Humphrey referenced the previous metaphor used by Councilmen in December stating the CCT was like an automobile with a flat tire that needed repair and said that it is not true. He said if it were an auto, it would need a new drive train, suspension and outer body. “It’s not repairable,” he said.

The Interlocal Agreement would be established for one purpose, he said: to certify compliance in order to receive grants. He said it does not need to be mixed in with economic development organizations.

As far as an economic development organization, Humphrey said Carter County could join with nearby counties in their efforts to take a regional approach, or they could approach economic development differently, as various counties in the First Tennessee Development District have done.

The Interlocal Agreement has been approved by a 13-10 vote in the Carter County Commission and by a 3-1 vote in the Watauga City Council. Elizabethton Councilman Bill Carter was absent, and Councilman Wes Frazier voted against deferral of the motion.

Though various Councilmen including Sam Shipley, Mayor Alexander and (Carter County Tomorrow Chair) Richard Tester said they like the Interlocal Agreement, they voted to defer it.

Councilman Jeff Treadway asked what would be different and said he did not like being pressured to vote on the agreement without more information. Other councilmen questioned the validity of Humphrey’s allegations regarding compliance issues with CCT and whether these were issued which could be fixed.
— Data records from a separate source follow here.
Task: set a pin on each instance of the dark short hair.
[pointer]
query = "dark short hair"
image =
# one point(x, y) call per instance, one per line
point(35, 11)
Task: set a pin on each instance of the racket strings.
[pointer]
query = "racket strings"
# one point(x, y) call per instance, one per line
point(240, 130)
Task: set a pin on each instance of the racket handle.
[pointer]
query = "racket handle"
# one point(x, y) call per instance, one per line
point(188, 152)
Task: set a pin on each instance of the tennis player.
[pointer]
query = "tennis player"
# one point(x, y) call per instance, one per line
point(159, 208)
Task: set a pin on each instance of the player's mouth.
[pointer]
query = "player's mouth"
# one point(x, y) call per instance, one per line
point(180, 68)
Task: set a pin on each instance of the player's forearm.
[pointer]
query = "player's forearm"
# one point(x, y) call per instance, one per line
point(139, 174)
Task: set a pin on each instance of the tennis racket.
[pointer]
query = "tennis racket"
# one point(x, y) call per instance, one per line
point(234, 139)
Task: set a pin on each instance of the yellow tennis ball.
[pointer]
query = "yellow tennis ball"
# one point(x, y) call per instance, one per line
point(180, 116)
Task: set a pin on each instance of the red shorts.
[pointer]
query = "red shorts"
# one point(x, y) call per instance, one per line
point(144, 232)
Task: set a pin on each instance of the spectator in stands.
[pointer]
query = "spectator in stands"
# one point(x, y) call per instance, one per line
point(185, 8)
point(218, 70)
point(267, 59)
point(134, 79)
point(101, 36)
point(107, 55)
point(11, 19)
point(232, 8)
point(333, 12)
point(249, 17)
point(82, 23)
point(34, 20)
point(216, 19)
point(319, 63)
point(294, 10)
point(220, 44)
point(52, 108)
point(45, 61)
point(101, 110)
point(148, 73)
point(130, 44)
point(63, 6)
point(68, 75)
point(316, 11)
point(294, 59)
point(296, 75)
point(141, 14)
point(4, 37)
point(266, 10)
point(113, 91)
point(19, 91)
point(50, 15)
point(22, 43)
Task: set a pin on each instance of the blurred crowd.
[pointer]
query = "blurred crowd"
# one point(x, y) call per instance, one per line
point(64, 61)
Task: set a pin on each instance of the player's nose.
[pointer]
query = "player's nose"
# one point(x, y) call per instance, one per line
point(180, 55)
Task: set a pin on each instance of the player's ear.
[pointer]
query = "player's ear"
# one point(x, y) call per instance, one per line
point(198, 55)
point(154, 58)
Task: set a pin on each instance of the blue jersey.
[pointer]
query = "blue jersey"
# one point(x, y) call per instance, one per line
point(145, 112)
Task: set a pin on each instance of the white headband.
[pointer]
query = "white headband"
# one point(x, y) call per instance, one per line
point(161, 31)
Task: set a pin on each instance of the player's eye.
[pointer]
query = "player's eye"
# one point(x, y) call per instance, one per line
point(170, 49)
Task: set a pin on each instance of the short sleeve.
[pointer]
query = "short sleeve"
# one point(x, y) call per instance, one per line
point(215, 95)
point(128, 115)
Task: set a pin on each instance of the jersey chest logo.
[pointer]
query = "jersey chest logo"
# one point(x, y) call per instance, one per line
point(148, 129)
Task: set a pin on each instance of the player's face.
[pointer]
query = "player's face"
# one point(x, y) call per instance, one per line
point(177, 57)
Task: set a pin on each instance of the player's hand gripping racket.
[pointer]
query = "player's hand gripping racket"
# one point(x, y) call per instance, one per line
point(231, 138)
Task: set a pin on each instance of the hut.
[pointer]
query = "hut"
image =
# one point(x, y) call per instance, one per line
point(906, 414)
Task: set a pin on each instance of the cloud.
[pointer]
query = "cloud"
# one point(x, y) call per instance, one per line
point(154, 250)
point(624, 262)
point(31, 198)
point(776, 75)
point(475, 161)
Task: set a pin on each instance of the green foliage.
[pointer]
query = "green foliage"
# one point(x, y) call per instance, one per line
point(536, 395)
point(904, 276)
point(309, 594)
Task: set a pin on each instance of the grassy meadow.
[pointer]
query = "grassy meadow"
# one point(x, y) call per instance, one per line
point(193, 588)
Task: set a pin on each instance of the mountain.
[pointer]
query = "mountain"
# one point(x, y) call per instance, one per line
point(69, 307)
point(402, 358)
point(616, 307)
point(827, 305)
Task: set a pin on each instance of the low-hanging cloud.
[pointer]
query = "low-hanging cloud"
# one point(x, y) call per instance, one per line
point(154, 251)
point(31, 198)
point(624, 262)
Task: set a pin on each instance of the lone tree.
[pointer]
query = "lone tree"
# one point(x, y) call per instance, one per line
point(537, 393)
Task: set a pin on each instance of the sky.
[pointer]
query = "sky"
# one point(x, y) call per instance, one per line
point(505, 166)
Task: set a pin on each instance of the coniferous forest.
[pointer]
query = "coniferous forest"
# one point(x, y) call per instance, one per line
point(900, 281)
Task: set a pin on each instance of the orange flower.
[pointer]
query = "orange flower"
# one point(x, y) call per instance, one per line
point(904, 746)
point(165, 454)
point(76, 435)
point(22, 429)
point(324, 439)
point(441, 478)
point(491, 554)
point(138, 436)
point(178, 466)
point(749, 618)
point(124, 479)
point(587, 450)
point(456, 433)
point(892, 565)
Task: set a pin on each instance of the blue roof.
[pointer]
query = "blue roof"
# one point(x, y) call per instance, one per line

Humphrey’s assistant Susan Robinson presented 18 compliance issues to the County Commission in January 2016 based on research into CCT meeting minutes, news reports, annual reports, state laws, IRS documents, interviews with state and federal authorities and attorneys, and bylaws of CCT and its entities. This report cited information from those sources and provided links to Internet-accessible documents, laws and videos where possible.

When Alexander was asked by the Elizabethton Star Thursday whether he, an original member of the CCT, or any member to his knowledge had researched any of these compliance issues he said, “No,” and that he would not know where to look.

He said attorneys Sam LaPorte and Charleton DeVault have been researching it.

Alexander said the compliance issues may be true, but that they do not know 100 percent. When asked again by the STAR if he had looked into it, he said, “No, we will check that out.”

He and Tester argued that they don’t get paid to serve on the board and do not have time to research these issues because they work full-time and serve in multiple elected positions.

“First of all, it’s not my job to do research; I’m a part-time Mayor with a full-time job,” said Alexander. “We have a staff that does that, and I rely on Jerome Kitchens to do that. …I’ve never seen a paper or anything other than from the County Mayor that says we’re not in compliance.”

When asked by the STAR if any CCT members fact-checked the citations in the County Commission presentation by Robinson in January which provide links and TCA code numbers for reference, Tester responded, “Those TCA codes are really vague. The problem that Carter County Tomorrow has — I’ll be straight up with you — is we don’t have that interlocal agreement and that’s why we’re trying to basically work through some of these things and to make everyone feel comfortable with creating another interlocal agreement, and we’ll do that.”

If the matter is not resolved and a compliant Interlocal Agreement established, Humphrey said an approximately $450,000 grant to expand the Carter County Health Department may be lost. If this agreement were to have passed, Humphrey said Johnson City representatives agreed they would have put it on their agenda for March 17 and had said they would likely pass it.

The issue will be revisited at the April 14 City Council meeting.